I don't know what time it was, I know that it was dark outside and that I felt like I had only been asleep for five minutes. Except I hadn't and I knew that because Brodie was sound asleep next to me and the movie he had been watching had already played through the credits. 

What woke me up was the gasping for breath. I felt like no matter how hard I was trying I was getting no air into my air ways. I could feel the tears running down my face, why were they there? Why couldn't I breath? Why was I crying? 

It felt like someone had taken one of the weights from my back room, my makeshift gym area and plonked a heavy one straight on my chest. Except I could sit up and there was nothing there. The weight was a pure tonne of anxiety and it was crushing me. 

As I usually do when I am panicking, I composed myself enough to leave the bedroom. I know that he cares but there is nothing that makes me feel worse than Brodie seeing me in this state. So, I leave and I go to the furtherest room away from him, the lounge room. I don't tun any lights on because even I don't want to see myself in this state. 

I throw myself on the lounge and attempt to regain some breath, to try the controlled breathing I had been teaching myself to do for months in wait of this exact moment. I clear my mind- I focus instead on the things around me- what am I sitting on? What does it feel like? Can I hear anything? The weight begins to subside. 

I close my eyes and study the back of my eyelids for a while, my breaths are still shaking. What could possibly have set this off? I went to bed in a good mood. I could feel that anxious tension at the back of my chest but I was convinced I had days, maybe even weeks before it exploded. I was wrong. 

I feel weak, like someone has just pulled me from a near death experience with drowning. I feel like I have nothing left in me. Can I even make it back to my bed? Can I even stand? Will I have to crawl back to bed or does that take more energy? 

I do get back to bed, but the amount of energy it takes makes it seem like I had just run a marathon instead of walked the ten metres from the lounge room to the bedroom. 

I still don't remember what I was dreaming about to cause my first anxiety attack in two months- I probably don't want to remember. The not remembering is probably my minds way of protecting me. 

This morning felt like it dragged on for two days. My morning walk was ten minutes slower than it usually is and I found myself counting down the kilometres to home. I considered cutting it short but knew it would do nothing but make me feel more anxious. My morning walk always helps and this morning it did, but not enough. 

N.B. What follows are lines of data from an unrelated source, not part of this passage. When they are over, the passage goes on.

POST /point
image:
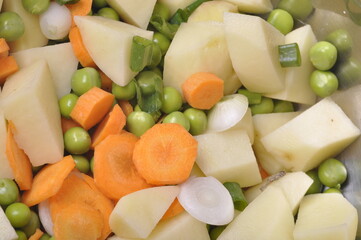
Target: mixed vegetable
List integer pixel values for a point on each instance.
(126, 147)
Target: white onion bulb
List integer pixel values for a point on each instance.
(55, 22)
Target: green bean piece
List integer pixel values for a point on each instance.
(239, 200)
(289, 55)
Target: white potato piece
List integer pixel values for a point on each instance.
(320, 132)
(32, 37)
(7, 232)
(263, 125)
(29, 100)
(199, 47)
(326, 217)
(228, 156)
(61, 61)
(132, 13)
(113, 55)
(137, 214)
(212, 11)
(297, 86)
(253, 48)
(269, 217)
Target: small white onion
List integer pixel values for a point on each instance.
(55, 22)
(206, 199)
(45, 217)
(227, 112)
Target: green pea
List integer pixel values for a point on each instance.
(281, 20)
(177, 117)
(67, 103)
(323, 55)
(77, 140)
(332, 172)
(84, 79)
(162, 41)
(11, 26)
(172, 100)
(109, 13)
(197, 120)
(33, 224)
(299, 9)
(18, 214)
(266, 106)
(316, 186)
(124, 93)
(138, 122)
(323, 83)
(81, 163)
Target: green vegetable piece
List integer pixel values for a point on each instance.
(77, 140)
(323, 83)
(18, 214)
(323, 55)
(67, 103)
(266, 106)
(36, 6)
(289, 55)
(11, 26)
(9, 191)
(253, 98)
(332, 172)
(281, 20)
(239, 200)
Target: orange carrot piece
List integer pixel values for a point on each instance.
(19, 161)
(114, 172)
(37, 235)
(174, 209)
(165, 154)
(126, 107)
(202, 90)
(4, 48)
(79, 49)
(78, 222)
(91, 107)
(113, 123)
(8, 66)
(48, 181)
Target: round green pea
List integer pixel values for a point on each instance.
(81, 163)
(177, 117)
(323, 55)
(67, 103)
(332, 172)
(9, 191)
(171, 101)
(138, 122)
(281, 20)
(18, 214)
(84, 79)
(197, 120)
(11, 26)
(323, 83)
(77, 140)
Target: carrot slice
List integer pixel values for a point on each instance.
(202, 90)
(113, 123)
(78, 222)
(19, 161)
(48, 181)
(114, 172)
(91, 107)
(8, 66)
(165, 154)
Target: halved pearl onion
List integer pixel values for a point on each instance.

My morning workout was terrible. My lifts were terrible, I had no energy to jump around. I found myself squatting down and having to really push myself to get back up. It took me half an hour longer than usual to get through my sets. Longer rest periods mean I was giving myself more of a break but I was also giving myself more time to think- which I didn't want, but still did anyway. 

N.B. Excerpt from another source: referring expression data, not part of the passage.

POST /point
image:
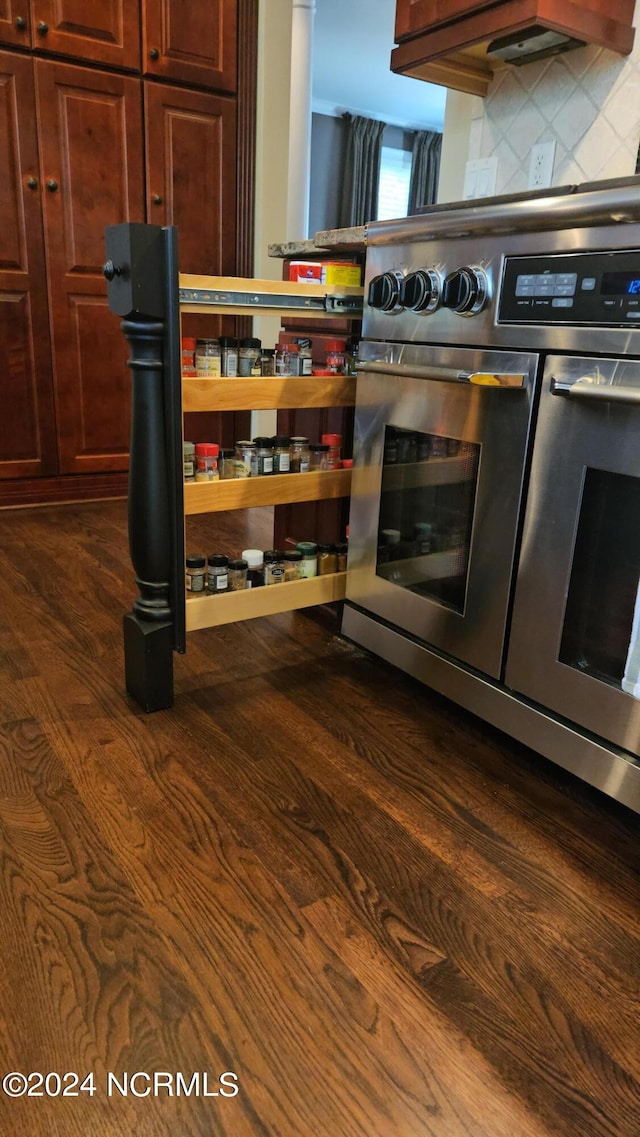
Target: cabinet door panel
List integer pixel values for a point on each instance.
(90, 148)
(99, 31)
(15, 23)
(193, 43)
(191, 168)
(27, 432)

I think I forgot how to deal with the day after an anxiety attack. It almost feels worse than the actual attack. I wanted nothing more than to lay in bed and sleep off my feelings of anxiousness. I wanted to watch trashy TV and not think about my chest muscles aching from trying desperately to steady my breath. 

I don't want to think about the things that lead up to this. But I have too. Because I don't want to have to go through this again and again. 

Hey guys!
There has not been a lot of mental health chat on this blog lately, largely due to the fact that I have been feeling GREAT and when things are going good- there just isn't that much to talk about. It could have been that kind of cockiness, the "ooh my mental health is going so good!" that made a higher force send me an anxiety attack in the dead of the night- but that is completely fine. It has signalled to me that I need to sort some shit out, I need to sort my head out. Its proof that you can convince yourself that you're fine, even when you know you aren't. And that is a whole lot easier to deal with it as it comes than in one big clusterfuck.